Simply put, the man was born to play music. It is with no small murmur of appreciation to the heavens above, naturally, that I strive to live up to being simply born to enjoy listening to music.
It’s hard work, I tell you!
For example, the fact that I’ve had to endure listening to a recently released CD that celebrates the music of Mr. French is just excruciating hard work. When you have to open the packaging, place the disc in your stereo, and stand there and endlessly hit repeat as you sit at your desk and tap your feet to rhythms and chords that take you back to memories of days spent laughing and playing in the middle of seemingly endless rows of sugar cane — well, I’m sure you understand that’s it is not something easily done.
Right?
Oh, who am I kidding? Sitting here and listening to the Marsalis Music’s Marsalis Music Honors Bob French with only the price of having to sit down and write out a review of said album, has been a delightfully easy job. When an album opens up with a track entitled “Bourbon Street Parade” that entices you to head down to New Orleans, Louisiana, using as bait some of the more timeless jazz motifs that you’re ever liable to hear in this lifetime, it’s fair to say I’m going to have no trouble telling you to go out and buy this album immediately.

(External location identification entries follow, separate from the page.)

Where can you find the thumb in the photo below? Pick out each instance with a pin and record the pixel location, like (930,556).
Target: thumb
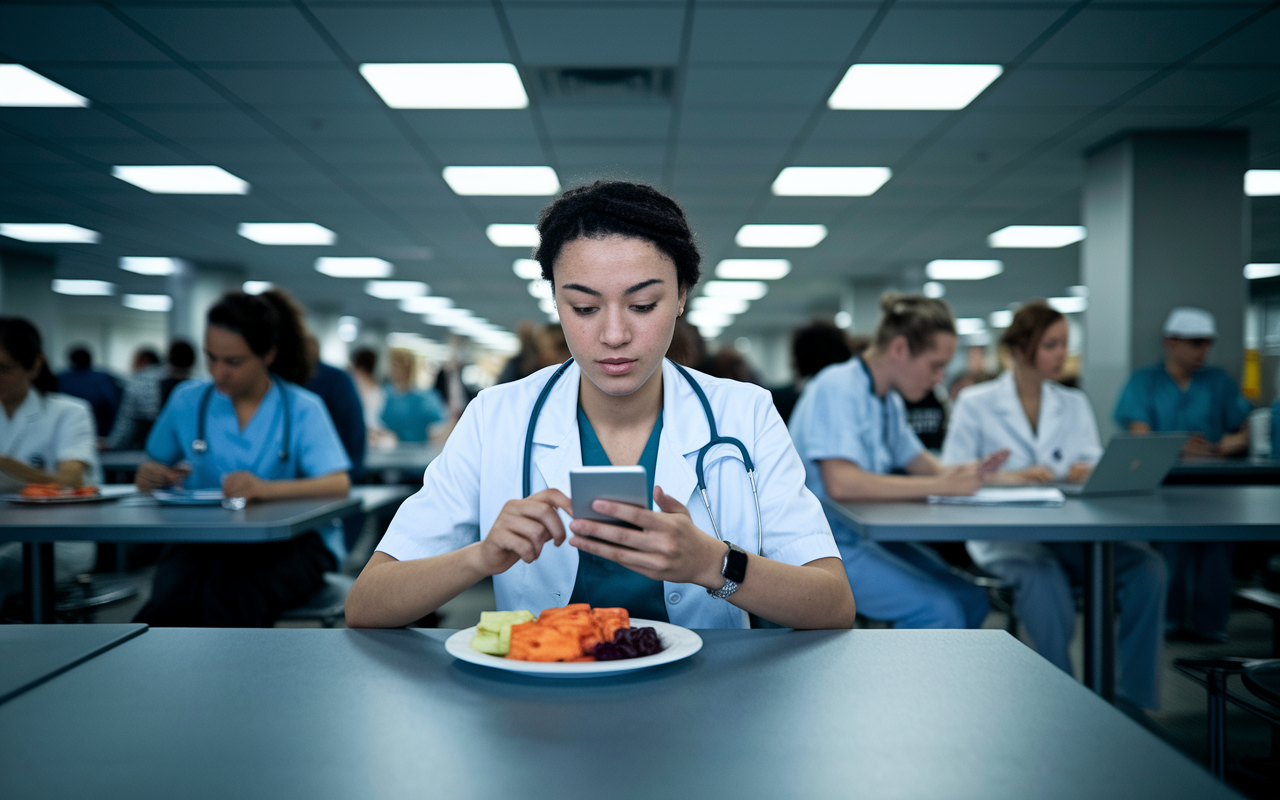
(668,503)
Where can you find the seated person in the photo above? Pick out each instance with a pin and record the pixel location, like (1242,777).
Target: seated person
(850,430)
(1184,394)
(45,438)
(621,259)
(252,433)
(1051,435)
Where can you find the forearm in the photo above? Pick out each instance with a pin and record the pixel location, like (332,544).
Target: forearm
(392,593)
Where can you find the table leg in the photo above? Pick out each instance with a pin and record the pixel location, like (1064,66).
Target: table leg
(37,574)
(1100,616)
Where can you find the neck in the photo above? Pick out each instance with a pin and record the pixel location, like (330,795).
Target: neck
(636,410)
(878,365)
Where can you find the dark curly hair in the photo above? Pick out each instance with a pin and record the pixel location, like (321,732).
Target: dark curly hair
(265,321)
(616,208)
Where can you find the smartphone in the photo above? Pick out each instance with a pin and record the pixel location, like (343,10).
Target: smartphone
(617,484)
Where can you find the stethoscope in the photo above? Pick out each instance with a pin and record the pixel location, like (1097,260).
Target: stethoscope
(702,478)
(200,446)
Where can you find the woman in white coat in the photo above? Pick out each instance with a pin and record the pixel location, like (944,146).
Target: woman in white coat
(621,260)
(1051,435)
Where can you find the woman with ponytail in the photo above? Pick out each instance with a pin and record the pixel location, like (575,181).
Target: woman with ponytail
(252,432)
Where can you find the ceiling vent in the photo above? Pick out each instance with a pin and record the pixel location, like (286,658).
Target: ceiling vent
(606,85)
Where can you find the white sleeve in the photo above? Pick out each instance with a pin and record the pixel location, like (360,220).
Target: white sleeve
(444,515)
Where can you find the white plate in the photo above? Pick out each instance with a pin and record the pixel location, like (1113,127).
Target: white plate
(677,643)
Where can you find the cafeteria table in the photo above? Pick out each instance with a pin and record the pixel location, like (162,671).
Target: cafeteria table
(1170,513)
(31,654)
(141,519)
(757,713)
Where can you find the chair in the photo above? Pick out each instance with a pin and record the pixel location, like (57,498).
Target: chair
(328,604)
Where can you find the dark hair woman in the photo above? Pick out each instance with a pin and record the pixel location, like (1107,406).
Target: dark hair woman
(255,434)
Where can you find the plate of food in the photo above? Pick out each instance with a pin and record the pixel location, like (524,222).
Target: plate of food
(576,641)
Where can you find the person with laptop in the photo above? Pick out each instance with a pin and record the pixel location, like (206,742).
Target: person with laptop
(1184,394)
(1051,435)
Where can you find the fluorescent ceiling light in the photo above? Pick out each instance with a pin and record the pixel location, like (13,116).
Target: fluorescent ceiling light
(287,233)
(830,181)
(149,265)
(502,181)
(753,269)
(519,234)
(740,289)
(87,288)
(963,269)
(182,179)
(1036,236)
(912,86)
(425,305)
(1068,305)
(1253,272)
(447,86)
(780,236)
(396,289)
(1262,182)
(21,87)
(147,302)
(528,269)
(50,233)
(355,268)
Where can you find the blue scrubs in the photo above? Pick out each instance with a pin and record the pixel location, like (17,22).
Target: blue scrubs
(840,416)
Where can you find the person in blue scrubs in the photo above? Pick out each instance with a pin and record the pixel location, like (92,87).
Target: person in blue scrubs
(1184,394)
(851,432)
(264,438)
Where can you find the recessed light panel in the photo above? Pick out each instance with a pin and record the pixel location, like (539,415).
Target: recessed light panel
(182,179)
(780,236)
(149,265)
(1262,182)
(21,87)
(502,181)
(963,269)
(753,269)
(508,234)
(447,86)
(830,181)
(1036,236)
(355,268)
(60,233)
(912,86)
(287,233)
(85,288)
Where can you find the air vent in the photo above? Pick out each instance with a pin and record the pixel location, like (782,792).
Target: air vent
(606,85)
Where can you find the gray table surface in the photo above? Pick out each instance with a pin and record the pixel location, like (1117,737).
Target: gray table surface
(1170,513)
(344,713)
(35,653)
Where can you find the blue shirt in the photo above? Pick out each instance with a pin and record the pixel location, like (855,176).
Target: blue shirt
(1211,405)
(840,416)
(408,415)
(314,446)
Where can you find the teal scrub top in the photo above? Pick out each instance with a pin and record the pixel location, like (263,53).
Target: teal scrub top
(606,584)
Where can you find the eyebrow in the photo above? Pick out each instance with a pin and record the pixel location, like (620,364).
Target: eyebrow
(579,287)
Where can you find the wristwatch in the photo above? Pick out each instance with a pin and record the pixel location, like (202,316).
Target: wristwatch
(734,570)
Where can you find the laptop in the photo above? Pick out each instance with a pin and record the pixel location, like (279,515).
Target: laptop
(1132,465)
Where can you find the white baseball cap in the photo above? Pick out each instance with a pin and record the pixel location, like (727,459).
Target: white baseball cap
(1191,324)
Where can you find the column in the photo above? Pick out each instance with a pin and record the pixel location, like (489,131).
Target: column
(1168,225)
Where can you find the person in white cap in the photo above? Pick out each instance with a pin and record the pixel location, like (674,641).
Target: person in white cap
(1184,394)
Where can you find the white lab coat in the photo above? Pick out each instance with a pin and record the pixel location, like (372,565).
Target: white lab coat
(479,470)
(990,417)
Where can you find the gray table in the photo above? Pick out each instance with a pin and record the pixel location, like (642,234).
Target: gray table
(771,714)
(1171,513)
(141,519)
(31,654)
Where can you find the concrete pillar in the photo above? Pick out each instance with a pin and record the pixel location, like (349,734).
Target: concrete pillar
(1168,225)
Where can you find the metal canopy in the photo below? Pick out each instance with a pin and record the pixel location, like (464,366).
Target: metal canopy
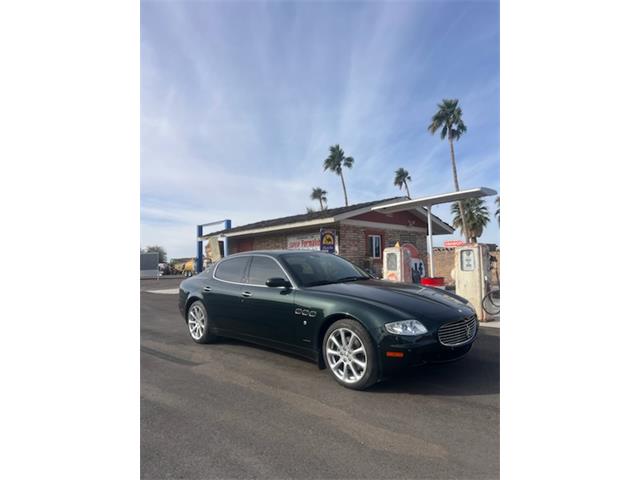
(436,199)
(428,202)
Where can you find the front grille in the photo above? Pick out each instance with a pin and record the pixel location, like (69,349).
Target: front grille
(457,333)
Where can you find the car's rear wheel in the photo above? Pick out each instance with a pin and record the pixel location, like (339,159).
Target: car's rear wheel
(199,324)
(350,355)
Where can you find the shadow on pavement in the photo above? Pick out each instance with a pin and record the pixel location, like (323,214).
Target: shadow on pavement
(478,373)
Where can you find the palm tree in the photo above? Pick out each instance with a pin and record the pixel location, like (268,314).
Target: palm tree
(321,196)
(335,162)
(401,180)
(476,217)
(448,119)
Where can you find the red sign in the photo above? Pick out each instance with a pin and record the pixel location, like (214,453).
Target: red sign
(453,243)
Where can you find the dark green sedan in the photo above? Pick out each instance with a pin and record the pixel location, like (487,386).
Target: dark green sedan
(325,308)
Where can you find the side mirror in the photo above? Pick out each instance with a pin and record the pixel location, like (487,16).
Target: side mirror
(278,282)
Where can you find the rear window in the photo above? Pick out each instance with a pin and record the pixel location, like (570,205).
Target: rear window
(262,269)
(233,270)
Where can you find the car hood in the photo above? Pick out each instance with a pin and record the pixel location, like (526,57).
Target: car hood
(417,300)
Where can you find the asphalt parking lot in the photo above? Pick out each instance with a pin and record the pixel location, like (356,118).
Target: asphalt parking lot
(232,410)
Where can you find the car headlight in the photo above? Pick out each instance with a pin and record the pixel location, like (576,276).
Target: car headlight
(406,327)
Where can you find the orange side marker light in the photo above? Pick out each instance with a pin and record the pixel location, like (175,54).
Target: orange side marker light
(395,354)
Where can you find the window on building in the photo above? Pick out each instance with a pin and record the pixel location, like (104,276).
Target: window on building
(233,269)
(374,246)
(262,269)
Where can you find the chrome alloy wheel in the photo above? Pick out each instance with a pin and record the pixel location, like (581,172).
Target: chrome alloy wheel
(346,355)
(196,321)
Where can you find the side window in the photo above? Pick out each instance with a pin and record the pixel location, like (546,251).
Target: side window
(262,269)
(232,270)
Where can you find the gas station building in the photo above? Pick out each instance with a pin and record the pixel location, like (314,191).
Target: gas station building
(361,232)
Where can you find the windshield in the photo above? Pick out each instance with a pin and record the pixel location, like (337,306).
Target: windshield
(317,268)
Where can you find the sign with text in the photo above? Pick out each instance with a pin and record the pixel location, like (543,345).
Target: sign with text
(453,243)
(306,241)
(328,240)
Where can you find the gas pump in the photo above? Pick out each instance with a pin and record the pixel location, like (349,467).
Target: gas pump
(472,275)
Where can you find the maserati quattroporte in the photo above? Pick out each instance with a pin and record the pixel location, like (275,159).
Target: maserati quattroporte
(321,306)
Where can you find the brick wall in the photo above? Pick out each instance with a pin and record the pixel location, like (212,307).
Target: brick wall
(353,243)
(352,240)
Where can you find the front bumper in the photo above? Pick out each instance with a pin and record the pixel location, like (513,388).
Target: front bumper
(418,350)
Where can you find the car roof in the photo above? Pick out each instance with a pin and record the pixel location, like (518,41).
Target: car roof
(273,253)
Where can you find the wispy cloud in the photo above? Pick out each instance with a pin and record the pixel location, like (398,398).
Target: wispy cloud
(240,102)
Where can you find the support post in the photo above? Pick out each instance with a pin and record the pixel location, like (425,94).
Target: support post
(199,249)
(225,240)
(430,242)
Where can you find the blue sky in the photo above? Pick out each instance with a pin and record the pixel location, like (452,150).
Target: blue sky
(240,102)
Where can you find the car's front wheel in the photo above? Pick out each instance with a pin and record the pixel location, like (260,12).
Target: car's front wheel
(199,324)
(350,355)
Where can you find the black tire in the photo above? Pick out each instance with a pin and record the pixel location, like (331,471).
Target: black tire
(370,372)
(491,303)
(203,332)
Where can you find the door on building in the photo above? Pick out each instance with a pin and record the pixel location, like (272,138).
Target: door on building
(269,310)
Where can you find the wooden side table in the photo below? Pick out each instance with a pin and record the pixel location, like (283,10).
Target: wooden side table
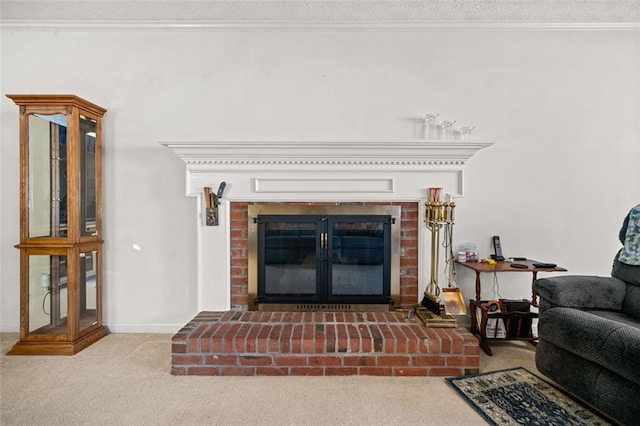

Seriously; go buy the album.
Lest you think that this is some random and canned tribute album that was slapped together only to make people pay attention to the Marsalis family’s new record label, all you have to know is that Bob French was very involved in the process. Instead of a tribute album, when you get right down to the brass tacks of it, Mr. French and the small troop of very talented musicians which perform alongside him, have crafted perhaps one of the best albums in Mr. French’s career.
Who are the other musicians? Filling out the sound after Mr. French’s drumming and vocal performances, you have Troy Andrews (trombone), Leonard Brown (trumpet), Harry Connick, Jr. (piano), Edward Huntington (banjo), Branford Marsalis (saxophone), Chris Severin (bass), and the ever-lovely Ellen Smith (vocals).
Playing as if they’ve always played together, Bob and Co. follow the album’s opening track with ten more songs that not only sing the joys of New Orleans, but also the love that New Orleans has for Bob French. One listen to their performance of Bob’s well-known version of “You Are My Sunshine,” and you can simply hear the affection and admiration everyone has for him.
Even though I’ve babbled on and on and failed to mention each song by name and in its own turn, it certainly isn’t because they don’t deserve it. Rather, they all deserve it and I’m not sure that my limited talents as a writer are up to the task of shining the right amount of light upon them.
Whether it’s the slow sultry bounce of “Burgundy Street Blues,” the soft caress of “When It’s Sleepy Time Down South,” the heartbreaking pull in Ellen Smith’s voice as she plaintively asks “Do You Know What It Means (To Miss New Orleans,” and the absolute joy and reverential release that is to be found in the swaggering drum beat and vocals on the CD’s closing track, “When The Saints Go Marching In,” it is all part of one greater whole.
This album is nothing more or less than a lovely moment in time — a time when the City of New Orleans can hold its head up for a while from all the hard work that is continually ongoing in the seemingly never-ending wake of Katrina — and dance and sing along with one of its treasures; a snapshot, if you will. Yes. That’ll work nicely, I think. In the end, this album is a sonic Polaroid of the music of Bob French and the City he loves.
The city those of us who will always identify ourselves as “Louisianians,” though we may move on to other states for much of our lives, love as well… the city of New Orleans.
… Okay. I may have gotten carried away, but it’s my review and I’m allowed.